I'm still trying to understand how fsck is run on the SD card filesystem. I check to make sure what I think is the root file system is jfs:
tcors02:~# df -t jfs
Filesystem 1K-blocks Used Available Use% Mounted on
rootfs 1894904 674044 1220860 36% /
OK, so far so good. Then I try to do the jfs equivalent of dumpe2fs:
tcors02:~# jfs_tune -l /
jfs_tune version 1.1.12, 24-Aug-2007
ujfs_rw_diskblocks: read 0 of 4096 bytes at offset 32768
ujfs_rw_diskblocks: read 0 of 4096 bytes at offset 61440
ujfs_rw_diskblocks: read 0 of 2116 bytes at offset 4096
Could not read valid JFS FS or log superblock on device /.
Googling on this error returned nothing.

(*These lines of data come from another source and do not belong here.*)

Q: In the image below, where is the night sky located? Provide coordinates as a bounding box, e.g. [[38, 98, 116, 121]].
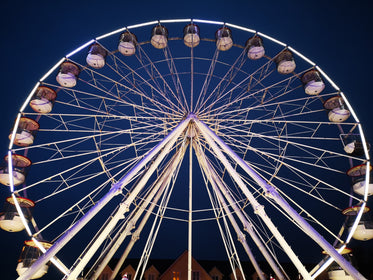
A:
[[0, 0, 373, 279]]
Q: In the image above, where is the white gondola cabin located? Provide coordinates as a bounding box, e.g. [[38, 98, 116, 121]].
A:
[[118, 30, 137, 56], [86, 43, 107, 69], [0, 154, 31, 186], [9, 117, 39, 147], [30, 86, 57, 114], [346, 164, 372, 177], [246, 35, 265, 60], [301, 69, 325, 95], [342, 205, 373, 241], [56, 61, 80, 88], [324, 96, 351, 123], [0, 197, 35, 232], [184, 23, 200, 48], [341, 133, 370, 157], [150, 25, 168, 49], [352, 176, 373, 196], [16, 240, 52, 279], [275, 50, 296, 74], [215, 26, 233, 51]]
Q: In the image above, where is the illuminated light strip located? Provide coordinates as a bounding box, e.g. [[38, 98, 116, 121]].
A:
[[258, 32, 286, 47], [193, 19, 224, 25], [359, 123, 370, 166], [32, 237, 69, 275], [364, 161, 370, 201], [12, 193, 32, 236], [316, 66, 340, 91], [96, 27, 127, 41], [340, 92, 360, 123], [226, 23, 256, 34], [311, 244, 346, 279], [159, 18, 192, 23], [346, 201, 369, 243], [20, 82, 40, 112], [127, 20, 159, 29], [66, 39, 95, 58], [9, 113, 21, 150], [288, 46, 316, 66], [40, 57, 66, 82], [8, 150, 14, 193]]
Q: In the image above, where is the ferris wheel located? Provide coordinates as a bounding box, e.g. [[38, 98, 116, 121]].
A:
[[0, 19, 373, 280]]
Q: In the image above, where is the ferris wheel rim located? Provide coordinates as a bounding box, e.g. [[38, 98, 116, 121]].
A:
[[8, 19, 370, 280]]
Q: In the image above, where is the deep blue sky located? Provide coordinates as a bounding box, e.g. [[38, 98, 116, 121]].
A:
[[0, 0, 373, 279]]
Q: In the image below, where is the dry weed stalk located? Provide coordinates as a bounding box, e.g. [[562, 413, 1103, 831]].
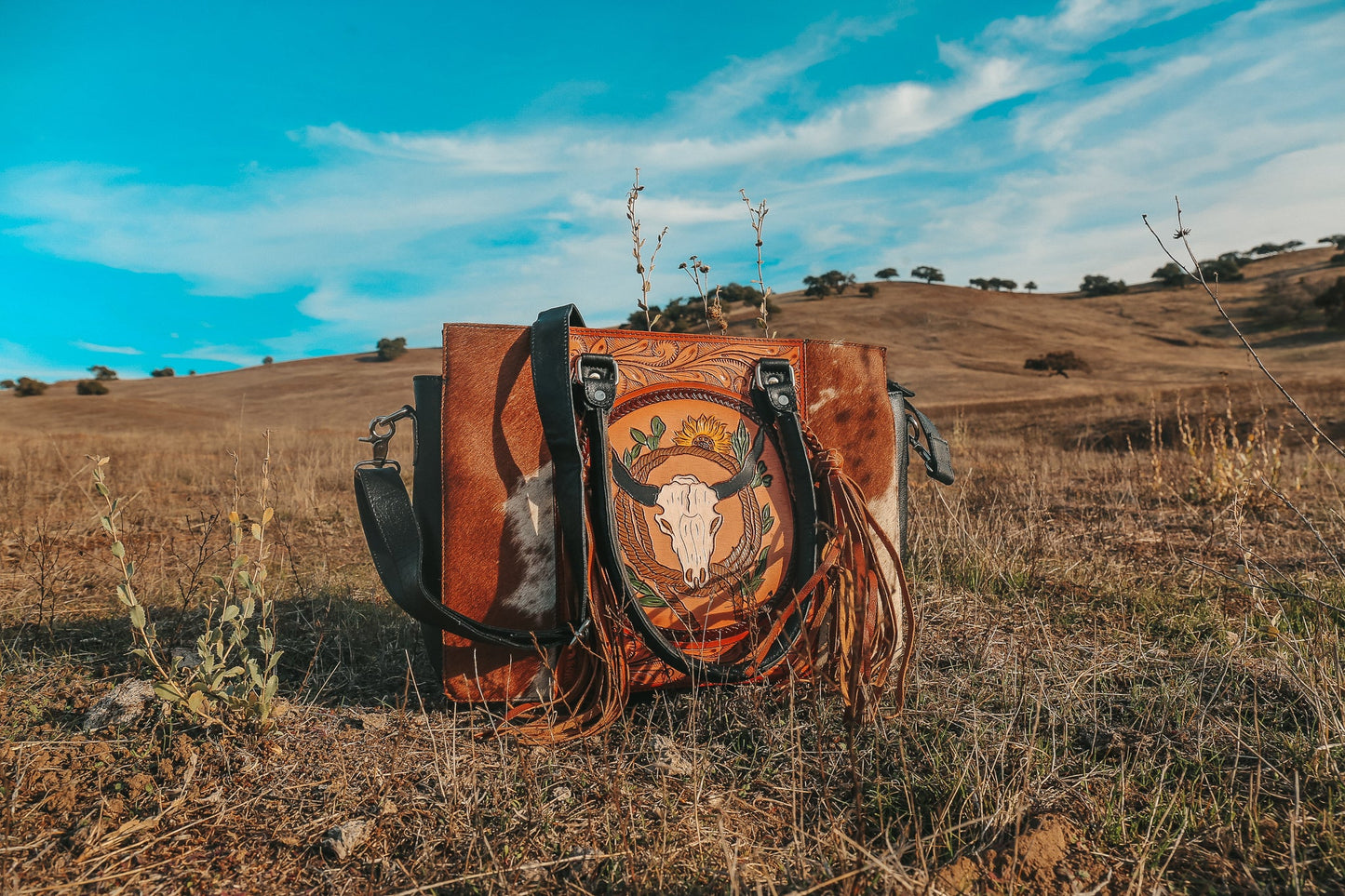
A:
[[90, 432, 284, 728], [738, 190, 774, 336], [625, 168, 668, 329], [678, 256, 729, 336]]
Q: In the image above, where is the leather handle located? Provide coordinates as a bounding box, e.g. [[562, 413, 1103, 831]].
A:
[[531, 304, 816, 684], [355, 465, 575, 649]]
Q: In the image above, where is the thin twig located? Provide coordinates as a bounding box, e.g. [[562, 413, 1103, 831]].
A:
[[625, 168, 668, 329], [738, 190, 774, 336], [1260, 476, 1345, 579], [1140, 196, 1345, 458]]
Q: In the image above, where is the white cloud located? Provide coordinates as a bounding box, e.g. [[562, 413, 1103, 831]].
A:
[[0, 0, 1345, 349], [70, 341, 145, 355]]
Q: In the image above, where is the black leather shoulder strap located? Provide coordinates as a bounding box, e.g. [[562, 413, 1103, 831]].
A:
[[355, 464, 574, 649]]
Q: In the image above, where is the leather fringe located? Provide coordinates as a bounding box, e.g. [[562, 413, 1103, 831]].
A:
[[803, 425, 915, 724], [496, 425, 916, 744], [499, 529, 631, 744]]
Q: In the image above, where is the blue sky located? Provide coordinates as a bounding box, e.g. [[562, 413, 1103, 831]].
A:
[[0, 0, 1345, 380]]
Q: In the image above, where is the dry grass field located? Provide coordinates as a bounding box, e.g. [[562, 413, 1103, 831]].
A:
[[7, 250, 1345, 896]]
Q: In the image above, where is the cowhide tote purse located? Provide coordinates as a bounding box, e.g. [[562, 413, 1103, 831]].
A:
[[355, 305, 952, 740]]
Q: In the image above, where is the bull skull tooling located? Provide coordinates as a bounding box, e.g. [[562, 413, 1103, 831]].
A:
[[612, 429, 765, 588]]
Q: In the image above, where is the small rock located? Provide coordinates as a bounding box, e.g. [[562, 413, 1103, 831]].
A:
[[650, 734, 695, 776], [79, 678, 155, 730], [341, 713, 389, 730], [318, 818, 369, 860]]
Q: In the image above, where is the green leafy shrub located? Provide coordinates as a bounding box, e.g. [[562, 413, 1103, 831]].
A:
[[90, 434, 284, 729]]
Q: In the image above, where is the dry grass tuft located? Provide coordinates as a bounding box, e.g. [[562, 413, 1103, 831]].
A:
[[0, 379, 1345, 893]]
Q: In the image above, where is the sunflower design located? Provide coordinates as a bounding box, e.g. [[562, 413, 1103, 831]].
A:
[[673, 414, 733, 455]]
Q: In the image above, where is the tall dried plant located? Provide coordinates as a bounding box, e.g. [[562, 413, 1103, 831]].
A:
[[625, 168, 668, 329], [738, 190, 774, 338], [677, 256, 729, 336]]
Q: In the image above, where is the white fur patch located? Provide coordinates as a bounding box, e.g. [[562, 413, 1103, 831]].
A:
[[808, 386, 841, 414], [501, 464, 556, 621]]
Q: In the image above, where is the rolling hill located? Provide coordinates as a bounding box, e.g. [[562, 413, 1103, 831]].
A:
[[0, 242, 1345, 434]]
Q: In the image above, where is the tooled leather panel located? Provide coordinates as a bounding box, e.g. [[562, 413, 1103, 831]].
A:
[[608, 385, 794, 642], [571, 327, 806, 398], [442, 324, 558, 702]]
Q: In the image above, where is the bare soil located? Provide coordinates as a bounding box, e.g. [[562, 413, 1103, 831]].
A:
[[0, 250, 1345, 896]]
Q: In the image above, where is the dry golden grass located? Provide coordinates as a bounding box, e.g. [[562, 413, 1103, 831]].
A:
[[0, 253, 1345, 893]]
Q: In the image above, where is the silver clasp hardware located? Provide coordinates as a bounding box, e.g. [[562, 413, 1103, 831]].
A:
[[355, 405, 416, 473], [752, 358, 795, 392]]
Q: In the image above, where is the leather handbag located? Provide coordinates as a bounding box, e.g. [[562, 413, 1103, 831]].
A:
[[355, 305, 952, 740]]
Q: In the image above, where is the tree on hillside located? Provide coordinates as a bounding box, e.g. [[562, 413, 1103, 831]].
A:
[[1079, 274, 1130, 296], [720, 283, 761, 305], [1149, 261, 1186, 289], [1312, 277, 1345, 329], [803, 271, 855, 299], [378, 336, 406, 361], [1022, 351, 1089, 380], [13, 377, 47, 398]]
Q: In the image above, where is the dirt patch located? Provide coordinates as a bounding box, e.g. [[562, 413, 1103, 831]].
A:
[[935, 814, 1119, 896]]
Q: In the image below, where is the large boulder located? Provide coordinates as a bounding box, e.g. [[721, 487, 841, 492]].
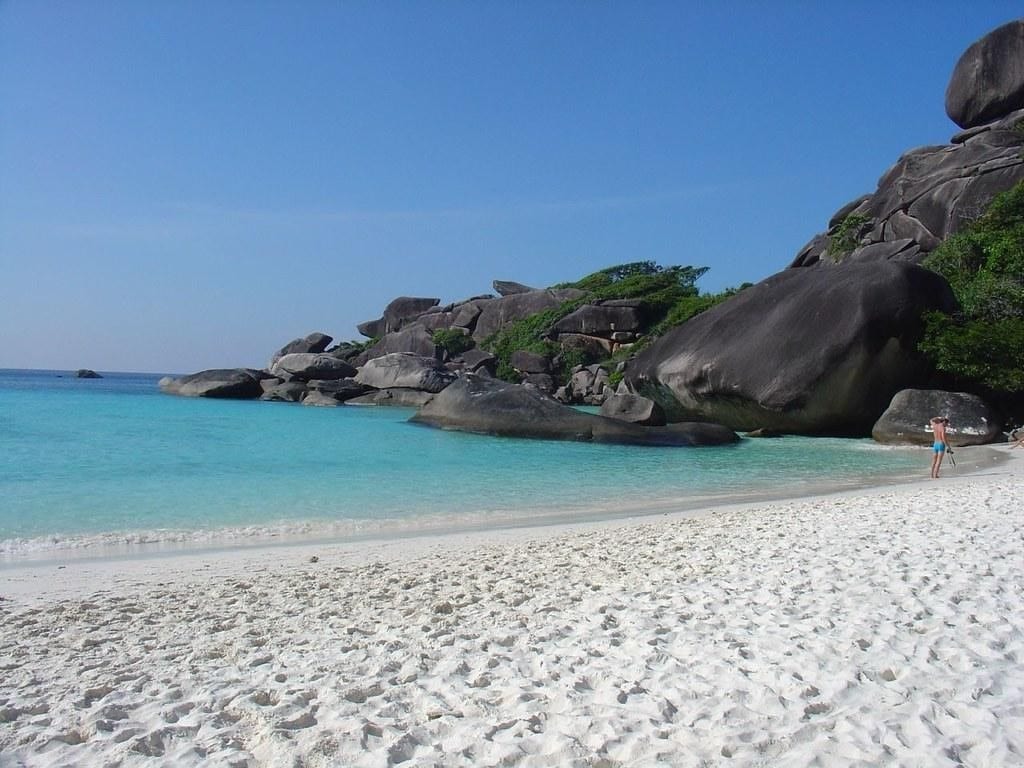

It looks like something might be wrong with the file system, but I can't tell what. I have already run fsck.jfs on the SD card's 4th partition and was told that the file system was clean, so I'm not sure what is happening.
Don
--- In ts-7000%40yahoogroups.com, "Rekcut_Nod" <> wrote:
>
> I boot my TS-7260 from a SD image, and I want to force fsck to run at boot. I put the following entry into my /etc/fstab file (I'm running a Debian lenny distro):
> rootfs / jfs defaults,noatime 0 1
>
> When I look at /var/log/fsck/checkroot I see this:
>
> Log of fsck -C -a -t jfs /lib/init/rw/rootdev
> Fri Sep 9 21:39:43 2011
>
> fsck 1.41.3 (12-Oct-2008)
> fsck.jfs version 1.1.12, 24-Aug-2007
> processing started: 9/9/2011 21.39.43
> The current device is: /lib/init/rw/rootdev
> Block size in bytes: 4096
> Filesystem size in blocks: 475840
> **Phase 0 - Replay Journal Log
> Filesystem is clean.
>
> Fri Sep 9 21:39:44 2011
> ----------------
>
> This makes me concerned that fsck is not actually running on the root file system, since there is a comment in /etc/rcS.d/S10checkroot.sh that says:
>
> # Does the root device in /etc/fstab match with the actual device ?
> # If not we try to use the /dev/root alias device, and if that
> # fails we create a temporary node in /lib/init/rw.
>
> Can someone tell me how to ensure that fsck is actually running on the SD card's root file system?